I don't recall for sure, but I think that the lock table has one entry per
lockable object, while the pg_locks view shows separate entries for
different lock modes on the same object.

                        regards, tom lane

Re: Assistance with an out of shared memory error

From
Mladen Gogala
Date:
On 1/13/22 18:35, Tom Lane wrote:
> .. or else reduce the number of partitions you're using.  (People
> frequently seem to think that more partitions are free.  That is
> extremely not true.  I generally think that if you're using more
> than a few dozen partitions per table, you are making a mistake.)
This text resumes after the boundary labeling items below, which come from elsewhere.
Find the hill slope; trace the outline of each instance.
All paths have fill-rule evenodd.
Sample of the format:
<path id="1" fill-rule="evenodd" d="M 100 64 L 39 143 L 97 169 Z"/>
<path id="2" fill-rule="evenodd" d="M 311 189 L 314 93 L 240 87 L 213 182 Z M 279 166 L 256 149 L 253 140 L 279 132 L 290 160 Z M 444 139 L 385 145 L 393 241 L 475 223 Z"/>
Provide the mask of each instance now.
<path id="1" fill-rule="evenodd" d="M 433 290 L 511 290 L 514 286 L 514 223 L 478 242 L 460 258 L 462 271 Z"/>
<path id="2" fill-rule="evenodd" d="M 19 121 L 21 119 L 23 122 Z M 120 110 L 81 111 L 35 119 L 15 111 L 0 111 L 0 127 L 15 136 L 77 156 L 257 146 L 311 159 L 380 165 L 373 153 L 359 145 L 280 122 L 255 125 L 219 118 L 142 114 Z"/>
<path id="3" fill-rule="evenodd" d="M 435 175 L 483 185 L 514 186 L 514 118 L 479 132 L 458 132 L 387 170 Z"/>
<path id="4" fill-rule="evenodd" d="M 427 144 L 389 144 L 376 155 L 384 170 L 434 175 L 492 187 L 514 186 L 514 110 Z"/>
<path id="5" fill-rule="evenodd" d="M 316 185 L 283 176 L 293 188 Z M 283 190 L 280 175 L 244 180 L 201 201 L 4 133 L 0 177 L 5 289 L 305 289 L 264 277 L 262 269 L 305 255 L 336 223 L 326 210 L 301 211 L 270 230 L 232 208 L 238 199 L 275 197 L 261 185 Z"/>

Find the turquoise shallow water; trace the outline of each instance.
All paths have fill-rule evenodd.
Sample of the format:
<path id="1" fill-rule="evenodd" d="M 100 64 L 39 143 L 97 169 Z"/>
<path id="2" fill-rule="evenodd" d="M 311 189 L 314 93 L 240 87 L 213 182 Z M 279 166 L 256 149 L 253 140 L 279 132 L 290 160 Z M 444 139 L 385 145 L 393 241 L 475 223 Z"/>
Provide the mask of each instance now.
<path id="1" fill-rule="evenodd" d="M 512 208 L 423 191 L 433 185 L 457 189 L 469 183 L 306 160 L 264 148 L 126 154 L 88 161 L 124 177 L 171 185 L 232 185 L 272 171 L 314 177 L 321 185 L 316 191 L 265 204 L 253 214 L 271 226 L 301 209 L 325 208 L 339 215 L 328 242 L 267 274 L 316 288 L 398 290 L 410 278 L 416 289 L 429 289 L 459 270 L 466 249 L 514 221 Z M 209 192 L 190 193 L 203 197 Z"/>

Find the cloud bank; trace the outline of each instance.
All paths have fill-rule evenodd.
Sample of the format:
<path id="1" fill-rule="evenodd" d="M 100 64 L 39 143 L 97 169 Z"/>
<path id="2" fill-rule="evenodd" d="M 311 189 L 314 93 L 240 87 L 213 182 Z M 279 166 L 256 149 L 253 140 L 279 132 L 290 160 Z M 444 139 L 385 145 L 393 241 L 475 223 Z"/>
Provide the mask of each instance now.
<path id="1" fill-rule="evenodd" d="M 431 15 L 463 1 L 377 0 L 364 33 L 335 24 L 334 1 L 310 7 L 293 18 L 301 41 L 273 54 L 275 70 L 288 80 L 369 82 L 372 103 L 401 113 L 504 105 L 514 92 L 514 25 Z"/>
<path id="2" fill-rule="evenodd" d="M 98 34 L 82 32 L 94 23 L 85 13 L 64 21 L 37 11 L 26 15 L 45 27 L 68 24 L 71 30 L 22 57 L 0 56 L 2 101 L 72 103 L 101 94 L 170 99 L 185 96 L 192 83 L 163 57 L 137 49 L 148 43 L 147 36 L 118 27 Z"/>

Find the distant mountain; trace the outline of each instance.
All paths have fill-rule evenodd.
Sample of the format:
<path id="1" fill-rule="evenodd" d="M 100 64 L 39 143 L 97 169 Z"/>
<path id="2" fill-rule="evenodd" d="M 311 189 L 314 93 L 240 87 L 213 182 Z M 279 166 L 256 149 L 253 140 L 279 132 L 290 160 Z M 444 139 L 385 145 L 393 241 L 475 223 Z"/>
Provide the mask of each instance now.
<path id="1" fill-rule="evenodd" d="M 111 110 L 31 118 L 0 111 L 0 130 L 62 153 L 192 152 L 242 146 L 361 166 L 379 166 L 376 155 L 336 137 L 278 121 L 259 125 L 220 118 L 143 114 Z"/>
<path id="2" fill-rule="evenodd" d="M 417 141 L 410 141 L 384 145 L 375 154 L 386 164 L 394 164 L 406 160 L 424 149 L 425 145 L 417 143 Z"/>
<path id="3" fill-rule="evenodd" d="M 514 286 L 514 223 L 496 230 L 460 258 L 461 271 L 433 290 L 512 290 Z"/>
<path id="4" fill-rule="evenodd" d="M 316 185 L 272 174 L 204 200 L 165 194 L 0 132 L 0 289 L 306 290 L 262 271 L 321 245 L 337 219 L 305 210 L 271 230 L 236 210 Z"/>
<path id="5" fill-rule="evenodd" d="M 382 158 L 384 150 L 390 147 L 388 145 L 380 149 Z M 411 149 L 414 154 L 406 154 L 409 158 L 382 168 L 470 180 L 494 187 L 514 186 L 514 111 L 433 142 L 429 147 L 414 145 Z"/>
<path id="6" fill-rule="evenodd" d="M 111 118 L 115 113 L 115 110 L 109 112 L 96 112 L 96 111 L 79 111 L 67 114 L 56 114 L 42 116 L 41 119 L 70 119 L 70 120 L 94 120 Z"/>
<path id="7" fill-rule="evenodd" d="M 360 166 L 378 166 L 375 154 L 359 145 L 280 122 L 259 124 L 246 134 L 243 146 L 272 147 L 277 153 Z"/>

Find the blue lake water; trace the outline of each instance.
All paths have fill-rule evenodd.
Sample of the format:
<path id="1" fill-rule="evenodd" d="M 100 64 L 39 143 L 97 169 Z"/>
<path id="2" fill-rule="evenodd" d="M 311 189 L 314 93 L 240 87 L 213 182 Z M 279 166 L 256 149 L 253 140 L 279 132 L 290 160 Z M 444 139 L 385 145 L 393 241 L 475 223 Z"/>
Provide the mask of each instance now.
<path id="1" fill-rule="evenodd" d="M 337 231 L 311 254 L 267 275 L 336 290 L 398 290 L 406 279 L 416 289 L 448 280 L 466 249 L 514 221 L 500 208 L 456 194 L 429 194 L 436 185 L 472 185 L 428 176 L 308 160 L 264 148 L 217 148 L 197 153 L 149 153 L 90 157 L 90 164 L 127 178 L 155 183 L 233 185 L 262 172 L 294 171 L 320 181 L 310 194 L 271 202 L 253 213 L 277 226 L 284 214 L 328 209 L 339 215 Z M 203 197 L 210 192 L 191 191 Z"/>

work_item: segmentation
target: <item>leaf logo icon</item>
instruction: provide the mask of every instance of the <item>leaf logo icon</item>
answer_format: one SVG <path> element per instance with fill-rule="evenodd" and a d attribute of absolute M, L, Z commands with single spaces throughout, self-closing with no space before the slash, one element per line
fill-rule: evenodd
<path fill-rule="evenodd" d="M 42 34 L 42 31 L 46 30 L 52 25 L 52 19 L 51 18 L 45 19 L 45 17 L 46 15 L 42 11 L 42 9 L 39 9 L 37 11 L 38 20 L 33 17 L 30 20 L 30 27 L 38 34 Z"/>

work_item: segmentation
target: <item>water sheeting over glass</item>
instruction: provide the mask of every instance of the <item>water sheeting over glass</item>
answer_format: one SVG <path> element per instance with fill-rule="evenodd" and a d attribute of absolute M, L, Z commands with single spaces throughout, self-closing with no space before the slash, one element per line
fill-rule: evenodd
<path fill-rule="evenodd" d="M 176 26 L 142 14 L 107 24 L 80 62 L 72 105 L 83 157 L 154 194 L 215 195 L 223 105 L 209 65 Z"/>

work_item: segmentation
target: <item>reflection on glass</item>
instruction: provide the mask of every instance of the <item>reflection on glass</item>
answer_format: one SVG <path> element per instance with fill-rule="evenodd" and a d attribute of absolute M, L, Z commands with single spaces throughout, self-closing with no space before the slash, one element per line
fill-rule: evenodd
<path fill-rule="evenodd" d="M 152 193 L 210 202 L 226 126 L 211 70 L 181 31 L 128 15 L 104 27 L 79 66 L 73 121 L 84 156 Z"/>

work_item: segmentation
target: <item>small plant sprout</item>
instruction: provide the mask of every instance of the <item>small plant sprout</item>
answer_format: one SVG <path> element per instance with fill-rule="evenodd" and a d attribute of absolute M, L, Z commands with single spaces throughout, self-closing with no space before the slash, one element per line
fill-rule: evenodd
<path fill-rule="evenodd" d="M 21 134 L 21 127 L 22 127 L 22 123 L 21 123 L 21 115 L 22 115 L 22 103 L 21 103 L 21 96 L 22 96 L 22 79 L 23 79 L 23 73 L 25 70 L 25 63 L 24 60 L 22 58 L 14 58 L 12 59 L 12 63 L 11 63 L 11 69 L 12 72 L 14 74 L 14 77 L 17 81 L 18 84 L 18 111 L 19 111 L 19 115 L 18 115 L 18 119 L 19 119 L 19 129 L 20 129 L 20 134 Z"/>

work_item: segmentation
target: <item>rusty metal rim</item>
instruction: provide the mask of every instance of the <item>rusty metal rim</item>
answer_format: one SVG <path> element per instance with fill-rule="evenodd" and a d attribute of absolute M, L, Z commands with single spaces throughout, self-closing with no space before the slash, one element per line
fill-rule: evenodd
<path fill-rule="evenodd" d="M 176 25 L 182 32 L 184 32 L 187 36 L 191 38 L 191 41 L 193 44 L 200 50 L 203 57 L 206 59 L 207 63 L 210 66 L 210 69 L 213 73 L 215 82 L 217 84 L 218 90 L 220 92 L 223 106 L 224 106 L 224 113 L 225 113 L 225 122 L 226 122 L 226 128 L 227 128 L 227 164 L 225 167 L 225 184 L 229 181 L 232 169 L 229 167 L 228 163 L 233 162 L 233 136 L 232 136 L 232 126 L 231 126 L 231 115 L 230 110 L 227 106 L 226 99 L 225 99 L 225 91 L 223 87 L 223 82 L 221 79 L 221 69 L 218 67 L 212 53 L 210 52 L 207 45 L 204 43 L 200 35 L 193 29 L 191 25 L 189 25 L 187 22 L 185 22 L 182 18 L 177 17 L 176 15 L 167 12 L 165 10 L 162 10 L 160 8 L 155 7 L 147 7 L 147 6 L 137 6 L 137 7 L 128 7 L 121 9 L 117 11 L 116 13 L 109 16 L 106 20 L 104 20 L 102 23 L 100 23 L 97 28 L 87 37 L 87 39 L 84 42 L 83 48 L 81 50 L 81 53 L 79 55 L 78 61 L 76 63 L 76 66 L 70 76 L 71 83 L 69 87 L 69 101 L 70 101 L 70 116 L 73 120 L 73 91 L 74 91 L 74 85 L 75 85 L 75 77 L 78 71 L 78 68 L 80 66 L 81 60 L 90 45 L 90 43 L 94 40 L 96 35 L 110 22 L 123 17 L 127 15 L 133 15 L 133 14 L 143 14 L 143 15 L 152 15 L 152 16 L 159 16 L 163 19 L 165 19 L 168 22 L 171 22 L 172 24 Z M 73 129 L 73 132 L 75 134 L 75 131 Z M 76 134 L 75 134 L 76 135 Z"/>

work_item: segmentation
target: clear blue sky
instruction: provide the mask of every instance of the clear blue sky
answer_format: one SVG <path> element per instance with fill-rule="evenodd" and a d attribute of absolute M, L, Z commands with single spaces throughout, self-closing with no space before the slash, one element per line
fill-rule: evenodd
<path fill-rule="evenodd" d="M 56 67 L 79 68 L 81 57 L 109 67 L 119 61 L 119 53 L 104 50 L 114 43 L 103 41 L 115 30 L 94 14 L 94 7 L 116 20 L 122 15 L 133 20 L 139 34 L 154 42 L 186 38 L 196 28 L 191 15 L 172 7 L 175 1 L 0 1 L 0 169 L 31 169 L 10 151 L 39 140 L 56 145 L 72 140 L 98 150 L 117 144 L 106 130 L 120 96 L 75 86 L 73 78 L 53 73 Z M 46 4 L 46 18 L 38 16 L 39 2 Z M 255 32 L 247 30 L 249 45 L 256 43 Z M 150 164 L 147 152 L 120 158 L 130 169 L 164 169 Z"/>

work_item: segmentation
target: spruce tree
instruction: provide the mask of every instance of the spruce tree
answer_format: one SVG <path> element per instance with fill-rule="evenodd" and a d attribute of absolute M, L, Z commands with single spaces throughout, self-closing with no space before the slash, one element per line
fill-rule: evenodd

Interesting. What resources do partitions consume? Is it documented 
anywhere? Why do you think that more than a few dozen partitions is a 
mistake?

Thanks in advance for your explanation.

-- 
Mladen Gogala
Database Consultant
Tel: (347) 321-1217
https://dbwhisperer.wordpress.com




Re: Assistance with an out of shared memory error

From
Tom Lane
Date:
Mladen Gogala <gogala.mladen@gmail.com> writes:
> On 1/13/22 18:35, Tom Lane wrote:
>> .. or else reduce the number of partitions you're using.  (People
>> frequently seem to think that more partitions are free.  That is
>> extremely not true.  I generally think that if you're using more
>> than a few dozen partitions per table, you are making a mistake.)

> Interesting. What resources do partitions consume?

Locks, planning time, execution time, cache-management overhead.
To the extent that all of your queries against a table can be
"pruned" to only touch a few partitions, you might come out ahead on
execution time; but I think few workloads are completely stylized
like that.

The poster-child use case for partitions is where you can make
them fit a recurring bulk-deletion scenario; for instance, once
a month you want to drop the oldest month's worth of data.
If you've got terabytes of data then there's also something to
be said for being able to split up vacuuming and other background
overhead.  But I think a lot of people are way too eager to
apply partitioning where it doesn't fit, or to overuse it even
where it does fit.

            regards, tom lane